Он думал, что достаточно быть индусом, достаточно быть индусом, чтобы, ступив на землю Манхэттена, моментально получить права и такси!
Боже мой, если б я мог думать моей головой! С кем я связался! Как я вообще купился на его трескотню! Как меня скрутила эта ханумания? Как я мог думать, что… Да чего уж там говорить… Если человек с детства едет в Америку… Ну о чем тут вообще можно было говорить! Но что-то же в нем было такое, если я плыл по течению с ним, что-то же было… Да, было, только вот весь его ум, вся его энергия, все то малое, что в нем было, весь запас и все, чем природа его одарила, все сводилось на нет вот таким вот идиотизмом, как Америка или Лолланд. Только я почему-то на это не обращал внимания; я плавно дрейфовал вместе с ним. Мне было удобно это не замечать. Думаю, мой рассудок таким образом оборонялся, мой рассудок заставлял меня любым способом избегать ясности картины, буквально вынуждая меня постоянно курить или закидываться чем-либо, таким образом я инстинктивно спасался от безумия. Потому что если б я призадумался и рассудил трезво, я бы точно свихнулся. Однозначно. Поэтому я смотрел на все сквозь скрещенные на удачу пальцы. Пусть он едет в свою Америку! Пусть едет хоть на Луну! Мне плевать. Я лично не собирался в Америку, вообще никуда не собирался. Мне было важно отсидеться пять лет вдали от родины, чтобы потом стряхнуть с себя цепи страха и допустить мысль о возможном возвращении, в любом виде (желательно в инвалидной коляске с трубочкой у рта и с пенсией, капающей регулярно на счет в банке). Единственное путешествие, о котором я думал, это был Амстердам или Гамбург, но я бы отважился только тогда, когда мне ничем уже фатальным не грозила бы поимка. Когда уже не страшно стало бы попасться в руки властей. А своей Америке я давно сказал «good bye!»; мне Америка была больше не нужна; я из нее вырос; я переболел Америкой и прочими прилагающимися иллюзиями; я излечился. А он — все еще нет. Поэтому Хануман собирался в Америку, а я — так, покурить вышел с ним.

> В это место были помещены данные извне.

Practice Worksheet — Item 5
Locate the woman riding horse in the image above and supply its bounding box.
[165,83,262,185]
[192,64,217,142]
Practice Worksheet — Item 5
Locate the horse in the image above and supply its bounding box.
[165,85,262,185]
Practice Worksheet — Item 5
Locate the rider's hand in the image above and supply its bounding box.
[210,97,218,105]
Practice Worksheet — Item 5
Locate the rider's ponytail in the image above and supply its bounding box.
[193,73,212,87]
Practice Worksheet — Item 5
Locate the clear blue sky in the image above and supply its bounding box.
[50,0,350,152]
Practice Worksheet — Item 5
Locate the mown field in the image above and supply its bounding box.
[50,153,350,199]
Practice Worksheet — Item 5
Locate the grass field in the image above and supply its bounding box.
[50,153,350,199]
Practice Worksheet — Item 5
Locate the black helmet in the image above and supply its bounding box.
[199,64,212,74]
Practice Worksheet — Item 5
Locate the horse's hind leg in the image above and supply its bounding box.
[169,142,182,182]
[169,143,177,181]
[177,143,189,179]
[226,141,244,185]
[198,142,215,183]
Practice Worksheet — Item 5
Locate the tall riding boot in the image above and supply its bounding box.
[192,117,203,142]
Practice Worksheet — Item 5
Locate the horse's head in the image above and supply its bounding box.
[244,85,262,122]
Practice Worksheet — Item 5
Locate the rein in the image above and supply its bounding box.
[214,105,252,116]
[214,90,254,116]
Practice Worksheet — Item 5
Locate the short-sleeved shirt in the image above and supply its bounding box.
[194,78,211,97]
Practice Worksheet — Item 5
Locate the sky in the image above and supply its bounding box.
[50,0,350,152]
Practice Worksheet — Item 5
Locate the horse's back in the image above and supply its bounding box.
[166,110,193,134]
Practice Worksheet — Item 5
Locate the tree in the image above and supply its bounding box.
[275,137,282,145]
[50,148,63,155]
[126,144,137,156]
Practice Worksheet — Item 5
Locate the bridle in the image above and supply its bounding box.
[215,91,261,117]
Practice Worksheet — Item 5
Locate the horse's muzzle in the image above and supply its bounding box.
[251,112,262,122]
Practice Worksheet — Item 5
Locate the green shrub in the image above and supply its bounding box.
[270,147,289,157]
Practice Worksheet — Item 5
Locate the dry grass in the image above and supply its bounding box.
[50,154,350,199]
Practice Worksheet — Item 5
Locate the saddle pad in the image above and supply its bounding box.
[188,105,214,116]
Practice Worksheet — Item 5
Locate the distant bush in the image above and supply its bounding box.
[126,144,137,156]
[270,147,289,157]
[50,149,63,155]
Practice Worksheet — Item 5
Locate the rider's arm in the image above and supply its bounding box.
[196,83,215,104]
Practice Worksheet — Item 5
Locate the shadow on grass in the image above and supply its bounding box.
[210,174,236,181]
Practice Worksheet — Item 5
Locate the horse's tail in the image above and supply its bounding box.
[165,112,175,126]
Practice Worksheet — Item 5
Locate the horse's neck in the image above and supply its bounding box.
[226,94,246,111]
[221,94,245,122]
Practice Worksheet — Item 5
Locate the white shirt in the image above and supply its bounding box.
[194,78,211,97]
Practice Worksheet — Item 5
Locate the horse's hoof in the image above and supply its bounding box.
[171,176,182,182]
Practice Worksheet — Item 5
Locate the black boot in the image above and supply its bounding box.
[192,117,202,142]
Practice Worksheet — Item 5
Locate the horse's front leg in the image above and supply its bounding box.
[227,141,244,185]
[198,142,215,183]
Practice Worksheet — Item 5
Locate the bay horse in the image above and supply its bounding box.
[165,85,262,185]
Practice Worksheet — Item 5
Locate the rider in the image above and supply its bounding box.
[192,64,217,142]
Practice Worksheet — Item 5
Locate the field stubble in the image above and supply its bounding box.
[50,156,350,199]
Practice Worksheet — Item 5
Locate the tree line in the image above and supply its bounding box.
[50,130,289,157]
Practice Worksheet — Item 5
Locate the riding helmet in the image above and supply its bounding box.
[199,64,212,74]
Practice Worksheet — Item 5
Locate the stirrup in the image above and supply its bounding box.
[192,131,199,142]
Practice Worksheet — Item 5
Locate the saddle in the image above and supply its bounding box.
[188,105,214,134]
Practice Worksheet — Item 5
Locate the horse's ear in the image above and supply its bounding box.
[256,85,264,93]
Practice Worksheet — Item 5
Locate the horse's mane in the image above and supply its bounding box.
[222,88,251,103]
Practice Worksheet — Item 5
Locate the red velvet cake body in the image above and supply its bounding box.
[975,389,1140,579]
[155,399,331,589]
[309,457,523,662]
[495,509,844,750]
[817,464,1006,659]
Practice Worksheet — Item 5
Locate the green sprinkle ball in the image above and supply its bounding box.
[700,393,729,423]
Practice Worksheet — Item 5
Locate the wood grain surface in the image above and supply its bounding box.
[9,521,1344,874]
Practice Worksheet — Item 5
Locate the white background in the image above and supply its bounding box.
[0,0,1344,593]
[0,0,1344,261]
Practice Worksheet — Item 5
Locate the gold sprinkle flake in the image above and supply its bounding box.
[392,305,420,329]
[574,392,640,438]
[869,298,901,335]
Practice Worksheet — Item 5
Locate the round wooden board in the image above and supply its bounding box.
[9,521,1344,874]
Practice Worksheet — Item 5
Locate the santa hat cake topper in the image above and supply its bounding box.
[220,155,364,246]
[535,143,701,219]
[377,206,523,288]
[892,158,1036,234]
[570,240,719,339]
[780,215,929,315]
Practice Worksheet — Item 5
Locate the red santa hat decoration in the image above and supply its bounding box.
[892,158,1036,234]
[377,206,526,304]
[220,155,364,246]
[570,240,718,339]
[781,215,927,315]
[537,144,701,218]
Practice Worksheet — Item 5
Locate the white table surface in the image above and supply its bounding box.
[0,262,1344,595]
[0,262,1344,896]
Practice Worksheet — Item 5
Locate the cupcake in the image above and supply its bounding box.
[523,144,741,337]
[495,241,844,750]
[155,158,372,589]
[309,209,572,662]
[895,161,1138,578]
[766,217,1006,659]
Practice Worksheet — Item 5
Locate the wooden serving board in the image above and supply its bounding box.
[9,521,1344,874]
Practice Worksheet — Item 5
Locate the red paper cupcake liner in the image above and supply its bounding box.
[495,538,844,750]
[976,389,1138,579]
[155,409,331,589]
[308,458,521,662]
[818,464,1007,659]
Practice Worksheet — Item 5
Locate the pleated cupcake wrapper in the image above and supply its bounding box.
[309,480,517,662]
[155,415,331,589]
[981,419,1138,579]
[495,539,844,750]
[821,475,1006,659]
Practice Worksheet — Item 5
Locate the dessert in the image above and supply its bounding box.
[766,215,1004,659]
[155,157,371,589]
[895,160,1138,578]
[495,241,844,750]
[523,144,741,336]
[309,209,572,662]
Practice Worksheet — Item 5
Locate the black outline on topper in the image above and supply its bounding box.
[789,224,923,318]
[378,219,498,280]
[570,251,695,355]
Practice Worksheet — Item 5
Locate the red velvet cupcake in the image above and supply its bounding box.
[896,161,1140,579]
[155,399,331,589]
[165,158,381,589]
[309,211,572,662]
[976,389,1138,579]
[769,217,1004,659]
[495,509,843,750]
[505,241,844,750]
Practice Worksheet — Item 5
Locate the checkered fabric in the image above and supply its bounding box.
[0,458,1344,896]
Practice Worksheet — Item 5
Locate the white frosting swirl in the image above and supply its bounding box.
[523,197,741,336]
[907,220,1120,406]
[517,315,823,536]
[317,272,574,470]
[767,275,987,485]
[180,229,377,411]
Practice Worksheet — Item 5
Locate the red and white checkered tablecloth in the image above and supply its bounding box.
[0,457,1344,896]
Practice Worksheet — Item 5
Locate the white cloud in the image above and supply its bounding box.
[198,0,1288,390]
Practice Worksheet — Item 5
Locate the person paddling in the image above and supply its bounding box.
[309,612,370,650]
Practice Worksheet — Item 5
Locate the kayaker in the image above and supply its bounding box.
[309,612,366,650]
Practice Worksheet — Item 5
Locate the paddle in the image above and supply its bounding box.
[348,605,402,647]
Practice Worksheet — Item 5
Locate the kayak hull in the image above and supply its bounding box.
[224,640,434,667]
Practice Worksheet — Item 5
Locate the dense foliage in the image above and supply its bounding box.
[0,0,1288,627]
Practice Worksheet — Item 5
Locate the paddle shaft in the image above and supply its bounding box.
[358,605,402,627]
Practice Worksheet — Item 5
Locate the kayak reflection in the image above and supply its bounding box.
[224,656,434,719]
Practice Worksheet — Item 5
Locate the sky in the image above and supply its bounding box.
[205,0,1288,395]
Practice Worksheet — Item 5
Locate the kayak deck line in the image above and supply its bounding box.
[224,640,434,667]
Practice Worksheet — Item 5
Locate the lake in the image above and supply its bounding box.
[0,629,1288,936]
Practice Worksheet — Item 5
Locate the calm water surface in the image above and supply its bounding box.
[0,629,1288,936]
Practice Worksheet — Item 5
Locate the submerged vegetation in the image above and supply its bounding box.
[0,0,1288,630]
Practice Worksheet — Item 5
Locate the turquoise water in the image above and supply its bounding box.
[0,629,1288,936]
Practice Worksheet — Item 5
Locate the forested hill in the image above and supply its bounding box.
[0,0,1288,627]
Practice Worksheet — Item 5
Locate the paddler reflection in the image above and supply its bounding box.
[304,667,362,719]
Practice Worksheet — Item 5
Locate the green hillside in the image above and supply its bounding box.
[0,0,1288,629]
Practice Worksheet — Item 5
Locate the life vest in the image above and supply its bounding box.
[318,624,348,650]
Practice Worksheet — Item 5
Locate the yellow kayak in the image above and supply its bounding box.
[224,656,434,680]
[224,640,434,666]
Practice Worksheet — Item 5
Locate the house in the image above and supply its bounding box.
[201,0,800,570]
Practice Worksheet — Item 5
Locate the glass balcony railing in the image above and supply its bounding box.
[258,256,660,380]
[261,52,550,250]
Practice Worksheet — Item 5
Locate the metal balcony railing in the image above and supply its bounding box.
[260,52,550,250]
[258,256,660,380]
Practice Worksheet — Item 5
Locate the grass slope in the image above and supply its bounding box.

Нет, его, конечно, тоже можно было понять. С точки зрения Потапова и ему подобных, человеку нужна была мечта, нужны были иллюзии, нужен Лолланд, и Америка тоже нужна. Некоторое время я сам бредил Мексикой, пейотом, грибами. Потом выяснилось, что те же самые мексиканские грибы можно запросто купить на Кристиании, — что я и делал неоднократно, — можно их купить, съесть, и увидеть все то же самое, что показывал дон Хуан Кастанеде. И в Мексику ехать не надо! Три грамма грибов и моя Мексика — вот она, в моем кармане! Три грамма мечты, которая больше, чем реальность! Мост в бесконечность, в вечное заблуждение! Кратковременное помутнение рассудка с просветлением в нечто большее; клиническая смерть и возвращение! Оп-ля! Съел три грамма и шесть часов тебя нет, — или ты есть, но не здесь, — а где, сам не знаешь; исчез! Аукать бесполезно!
Вот так и Хануман со своей Америкой. Америка ему нужна была только затем, чтобы плавно дрейфовать тут и иметь противовес где-то там, который бы оправдал все, что бы он тут ни делал! В Америке Хануман станет таксистом, он не будет курить гашиш, он будет подстригать траву, кусты и пробоваться на роли в какие-нибудь сериалы. Эта американская мечта была хуже героина с гашишем, хуже всего, даже хуже веры в Бога. Это отказ от себя самого, это смерть при жизни, это превращение в зомби, в чучело, у которого вместо сердца китайский калькулятор, а вместо мозгов — Colgate, Head-n-shoulders, Pantene pro v, Urge, Wash-n-Go, all dependable cars, every time you’re eating, Never miss your chance, Take an advantage of… [33]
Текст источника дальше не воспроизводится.